Beyond expanding prohibited actions, the bill also includes a number of reforms to improve the integrity of retaliatory investigations. This includes requiring DoD IG and military service IGs to develop uniform procedures for conducting military whistleblower investigations and training staff, and the establishment of a uniform training curriculum for Correction Board members and requiring timely retraining. Additionally, in response to 2015 Government Accountability Office (GAO) report that found the average retaliatory investigation took 526 days and provided no notice to the status of the cases for over 50 percent of whistleblowers, the bill strengthens notice requirements for the untimely completion of DoD IG whistleblower reprisal investigations.
These changes should help ensure the fair and consistent application of military whistleblower protection laws.
The bill also:
- Grants IGs the authority to notify the appropriate military service Secretary of all active investigations, providing the opportunity to shield service members from retaliation during investigations;
- Restricts instances of contrary findings of prohibited personnel action by the relevant military service Secretary concerned;
- Assists service members in filing claims by detailing the specific information or documents they must attach to make a claim reviewable;
- Requires Correction Boards to make reasonable efforts to obtain medical or personnel records to help whistleblowers be made whole if a service member is unable to obtain them;
- Removes the one-year statute of limitations for reconsideration of Correction Board decisions, allowing for the consideration of new evidence;
- Requires the publishing of final Correction Board decisions, assisting service members and building case law; and
- Clarifies the right of Service members to seek judicial review of Correction Board decisions in federal court.
Finally, the bill requires the Government Accountability Office (GAO) review the integrity of the Department of Defense Inspector General’s (DoD IG) whistleblower program.
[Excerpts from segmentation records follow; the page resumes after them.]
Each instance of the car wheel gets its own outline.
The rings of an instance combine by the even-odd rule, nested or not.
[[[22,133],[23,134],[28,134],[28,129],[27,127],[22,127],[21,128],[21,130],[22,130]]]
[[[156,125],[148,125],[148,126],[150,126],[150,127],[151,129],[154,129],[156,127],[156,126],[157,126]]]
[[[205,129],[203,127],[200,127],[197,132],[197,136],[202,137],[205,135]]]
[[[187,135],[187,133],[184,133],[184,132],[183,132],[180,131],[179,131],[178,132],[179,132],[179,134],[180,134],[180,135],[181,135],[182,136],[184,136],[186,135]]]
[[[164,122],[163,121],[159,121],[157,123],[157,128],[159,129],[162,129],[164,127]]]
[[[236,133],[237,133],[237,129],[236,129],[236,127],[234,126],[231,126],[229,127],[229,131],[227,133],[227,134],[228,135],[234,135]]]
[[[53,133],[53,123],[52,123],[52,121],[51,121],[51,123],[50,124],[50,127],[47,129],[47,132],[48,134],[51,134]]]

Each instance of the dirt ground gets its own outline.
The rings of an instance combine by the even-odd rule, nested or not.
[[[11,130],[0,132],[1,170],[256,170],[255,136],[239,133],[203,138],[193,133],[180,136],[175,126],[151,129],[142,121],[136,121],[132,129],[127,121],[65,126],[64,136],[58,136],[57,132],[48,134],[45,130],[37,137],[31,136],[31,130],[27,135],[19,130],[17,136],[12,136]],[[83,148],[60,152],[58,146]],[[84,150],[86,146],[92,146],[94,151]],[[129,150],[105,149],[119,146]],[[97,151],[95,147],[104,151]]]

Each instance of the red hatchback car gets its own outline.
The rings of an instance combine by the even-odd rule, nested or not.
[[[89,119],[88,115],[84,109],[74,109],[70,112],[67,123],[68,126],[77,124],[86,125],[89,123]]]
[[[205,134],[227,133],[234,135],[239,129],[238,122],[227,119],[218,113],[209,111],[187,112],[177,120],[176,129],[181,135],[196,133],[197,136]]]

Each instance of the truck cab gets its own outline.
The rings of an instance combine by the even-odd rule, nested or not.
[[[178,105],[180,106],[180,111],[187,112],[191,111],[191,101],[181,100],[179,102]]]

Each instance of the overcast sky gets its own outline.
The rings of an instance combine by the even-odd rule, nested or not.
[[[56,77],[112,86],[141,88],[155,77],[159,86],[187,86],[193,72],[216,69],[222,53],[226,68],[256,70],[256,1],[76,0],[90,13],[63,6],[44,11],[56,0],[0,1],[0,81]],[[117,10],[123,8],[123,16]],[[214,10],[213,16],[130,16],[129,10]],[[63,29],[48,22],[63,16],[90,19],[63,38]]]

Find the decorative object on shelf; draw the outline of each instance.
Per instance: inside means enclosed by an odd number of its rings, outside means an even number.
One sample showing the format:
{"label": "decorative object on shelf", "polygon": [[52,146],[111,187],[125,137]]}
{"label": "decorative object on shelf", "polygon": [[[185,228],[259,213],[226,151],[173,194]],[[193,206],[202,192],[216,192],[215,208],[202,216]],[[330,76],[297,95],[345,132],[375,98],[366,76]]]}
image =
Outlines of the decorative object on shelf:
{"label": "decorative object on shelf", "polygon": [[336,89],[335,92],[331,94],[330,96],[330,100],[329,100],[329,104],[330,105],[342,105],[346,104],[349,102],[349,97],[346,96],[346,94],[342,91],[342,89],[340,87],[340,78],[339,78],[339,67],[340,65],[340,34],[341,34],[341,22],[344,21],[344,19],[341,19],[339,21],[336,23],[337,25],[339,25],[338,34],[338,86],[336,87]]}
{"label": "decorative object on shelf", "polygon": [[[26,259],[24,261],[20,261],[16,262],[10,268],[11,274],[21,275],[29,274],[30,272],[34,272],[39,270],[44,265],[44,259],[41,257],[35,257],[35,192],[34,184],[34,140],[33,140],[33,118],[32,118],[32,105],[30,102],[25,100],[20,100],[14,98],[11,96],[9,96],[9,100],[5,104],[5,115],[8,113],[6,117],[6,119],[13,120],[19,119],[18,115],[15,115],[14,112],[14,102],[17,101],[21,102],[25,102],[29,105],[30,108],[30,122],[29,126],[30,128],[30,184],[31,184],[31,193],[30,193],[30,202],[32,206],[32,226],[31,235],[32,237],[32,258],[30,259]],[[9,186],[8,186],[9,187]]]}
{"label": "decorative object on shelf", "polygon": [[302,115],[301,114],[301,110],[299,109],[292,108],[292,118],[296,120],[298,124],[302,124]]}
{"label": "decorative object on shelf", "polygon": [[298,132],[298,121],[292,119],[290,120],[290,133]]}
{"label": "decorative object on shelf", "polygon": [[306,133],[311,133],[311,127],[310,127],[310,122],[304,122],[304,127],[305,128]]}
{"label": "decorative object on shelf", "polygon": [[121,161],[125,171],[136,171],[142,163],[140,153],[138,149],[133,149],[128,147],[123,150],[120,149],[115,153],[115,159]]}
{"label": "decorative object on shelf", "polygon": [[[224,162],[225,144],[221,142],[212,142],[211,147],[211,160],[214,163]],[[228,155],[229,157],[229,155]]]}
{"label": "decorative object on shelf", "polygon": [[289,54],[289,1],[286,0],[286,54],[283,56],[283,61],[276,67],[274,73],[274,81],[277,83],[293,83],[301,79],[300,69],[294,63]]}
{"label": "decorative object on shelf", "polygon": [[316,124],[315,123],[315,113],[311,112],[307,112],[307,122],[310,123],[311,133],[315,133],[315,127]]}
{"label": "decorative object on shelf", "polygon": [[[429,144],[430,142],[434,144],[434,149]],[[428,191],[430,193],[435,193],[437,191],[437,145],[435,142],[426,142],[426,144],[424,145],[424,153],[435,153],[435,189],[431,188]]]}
This provision was inspired by whistleblowers within the DoD IG, including former assistant DoD IG John Crane, who believed the office mishandled cases and improperly retaliated against whistleblowers. This September, POGO testified before the National Security Subcommittee of the House Oversight and Government Reform committee about our additional concerns with that program, including how misconduct, a toxic culture towards whistleblowers, and improper intervention in investigations resulted in questionable outcomes for whistleblowers.
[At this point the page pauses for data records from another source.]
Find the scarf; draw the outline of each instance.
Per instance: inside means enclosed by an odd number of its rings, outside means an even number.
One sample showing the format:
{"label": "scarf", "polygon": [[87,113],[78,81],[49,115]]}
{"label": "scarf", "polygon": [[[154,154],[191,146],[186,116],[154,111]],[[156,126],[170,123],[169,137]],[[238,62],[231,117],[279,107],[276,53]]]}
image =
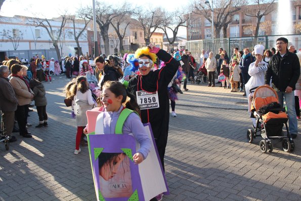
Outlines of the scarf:
{"label": "scarf", "polygon": [[250,56],[251,56],[251,53],[249,52],[249,53],[246,55],[245,55],[244,54],[243,55],[242,55],[242,58],[244,59],[246,58],[250,57]]}
{"label": "scarf", "polygon": [[25,80],[25,79],[24,78],[24,77],[23,77],[23,76],[19,76],[19,75],[17,75],[16,74],[12,74],[12,76],[13,76],[13,77],[19,77],[21,79],[22,79],[22,81],[23,81],[24,82],[24,83],[25,83],[25,84],[26,85],[26,86],[27,86],[27,89],[28,89],[28,92],[30,92],[30,88],[29,87],[29,84],[28,84],[28,83],[27,83],[27,82]]}

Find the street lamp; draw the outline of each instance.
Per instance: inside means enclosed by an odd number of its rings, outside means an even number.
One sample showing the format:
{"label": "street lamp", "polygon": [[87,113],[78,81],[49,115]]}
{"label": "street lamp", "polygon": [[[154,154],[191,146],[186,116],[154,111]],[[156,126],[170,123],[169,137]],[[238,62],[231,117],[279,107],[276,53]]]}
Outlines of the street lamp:
{"label": "street lamp", "polygon": [[34,40],[34,49],[36,50],[36,41],[37,41],[37,38],[40,38],[40,36],[37,37]]}
{"label": "street lamp", "polygon": [[[209,6],[209,8],[210,8],[210,3],[209,3],[209,1],[208,0],[206,0],[206,1],[205,2],[205,4],[208,4],[208,6]],[[211,0],[211,36],[212,37],[212,39],[213,39],[213,0]]]}

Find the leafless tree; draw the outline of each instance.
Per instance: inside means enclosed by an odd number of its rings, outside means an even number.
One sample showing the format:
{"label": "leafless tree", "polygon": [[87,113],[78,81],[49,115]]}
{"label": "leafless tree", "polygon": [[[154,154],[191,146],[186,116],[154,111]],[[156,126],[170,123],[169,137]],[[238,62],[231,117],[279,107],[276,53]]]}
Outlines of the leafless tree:
{"label": "leafless tree", "polygon": [[23,32],[18,29],[6,30],[3,29],[0,32],[0,36],[2,36],[2,39],[6,38],[9,39],[13,43],[14,49],[17,50],[19,47],[20,40],[23,39]]}
{"label": "leafless tree", "polygon": [[[116,7],[109,5],[106,2],[96,2],[96,23],[98,24],[101,37],[105,45],[105,53],[106,55],[110,54],[110,39],[108,30],[112,21],[122,14],[123,5]],[[93,9],[91,7],[87,7],[80,9],[79,13],[85,15],[89,19],[93,20]]]}
{"label": "leafless tree", "polygon": [[[240,6],[243,4],[244,0],[221,0],[214,2],[213,8],[215,27],[215,37],[220,38],[220,33],[225,25],[231,22],[232,16],[241,9]],[[192,13],[203,16],[210,23],[212,22],[211,11],[211,5],[207,6],[203,0],[197,1],[192,4]],[[223,29],[224,37],[227,37],[227,29]],[[213,34],[214,33],[211,33]]]}
{"label": "leafless tree", "polygon": [[114,28],[119,38],[119,50],[120,51],[123,50],[123,40],[125,35],[126,28],[131,23],[131,16],[124,12],[111,22],[111,24]]}
{"label": "leafless tree", "polygon": [[[174,44],[177,39],[179,28],[181,26],[187,27],[185,25],[187,20],[184,15],[181,14],[179,11],[166,13],[166,20],[164,21],[158,28],[163,30],[170,46]],[[168,37],[168,31],[173,33],[171,37]]]}
{"label": "leafless tree", "polygon": [[2,7],[2,5],[4,2],[5,2],[5,0],[0,0],[0,11],[1,10],[1,8]]}
{"label": "leafless tree", "polygon": [[[47,18],[28,18],[27,20],[34,24],[37,27],[41,27],[46,29],[47,33],[49,35],[50,38],[52,41],[52,44],[54,47],[57,52],[57,56],[59,61],[61,60],[61,54],[60,54],[60,49],[59,49],[58,42],[60,40],[61,35],[63,31],[63,29],[68,18],[66,13],[61,15],[60,17],[57,18],[56,20],[53,19],[50,20]],[[54,25],[54,22],[59,22],[61,24],[59,28],[56,28]]]}
{"label": "leafless tree", "polygon": [[[76,18],[78,19],[77,19]],[[87,19],[84,16],[81,16],[81,15],[77,16],[70,16],[68,17],[68,19],[72,22],[73,27],[73,36],[74,36],[75,43],[76,43],[76,46],[77,46],[77,49],[78,50],[78,54],[79,55],[82,55],[82,51],[81,51],[81,48],[79,46],[78,40],[79,39],[79,37],[80,37],[83,31],[85,30],[85,28],[87,28],[87,26],[90,22],[91,20]],[[79,29],[76,29],[76,28],[78,27],[77,26],[76,26],[76,23],[77,20],[84,21],[84,26],[83,27],[82,27]]]}
{"label": "leafless tree", "polygon": [[134,13],[134,17],[139,21],[138,25],[144,32],[144,41],[146,44],[150,42],[152,35],[157,28],[166,20],[164,11],[160,7],[149,8],[144,10],[141,7]]}
{"label": "leafless tree", "polygon": [[256,18],[256,28],[254,33],[254,43],[256,43],[259,35],[261,21],[263,17],[268,15],[275,10],[276,8],[274,3],[276,0],[253,0],[251,3],[254,4],[244,8],[244,14],[247,16]]}

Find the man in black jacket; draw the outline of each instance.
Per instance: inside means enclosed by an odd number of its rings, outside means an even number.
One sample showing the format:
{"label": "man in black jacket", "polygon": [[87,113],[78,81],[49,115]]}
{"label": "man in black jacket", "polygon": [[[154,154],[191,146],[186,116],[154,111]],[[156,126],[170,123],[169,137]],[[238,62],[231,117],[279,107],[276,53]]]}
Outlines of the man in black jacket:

Unfortunately, the final bill does not include a provision to give military whistleblowers the same burden of proof afforded to civilians. In the military, the burden is placed on our service members to prove that they were illegally retaliated against, compared to in civilian cases where the burden is placed on the agency to prove there was no retaliation. We believe this is one contributing factor to low substantiation rates for military whistleblower reprisal cases.
Taxpayers and whistleblowers have the House and Senate Whistleblower Caucuses to thank for these overdue reforms. Co-chairs Representatives Speier (D-CA), Mike Coffman (R-CO), Rod Blum (R-IA), and Kathleen Rice (D-NY) led the fight for enhanced protections in House. In the Senate, these provisions were championed and added by Senators Barbara Boxer (D-CA) and Charles Grassley (R-IA), along with Senators Ron Wyden (D-OR), Edward Markey (D-MA), Jon Tester (D-MT), Kirsten Gillibrand (D-NY), Ron Johnson (R-WI), and Joni Ernst (R-IA).
Whistleblowers who report concerns that affect our national security must be lauded, not shunned or, worse, harmed. POGO is glad the House and Senate Armed Services committees have adopted these overdue reforms to come closer to ensuring that whistleblowers can successfully step forward to expose and stop wrongdoing, and be confident that they will not suffer retaliation as a result. We look forward to making sure they are interpreted and enforced as Congress has intended, which unfortunately has not always been the case.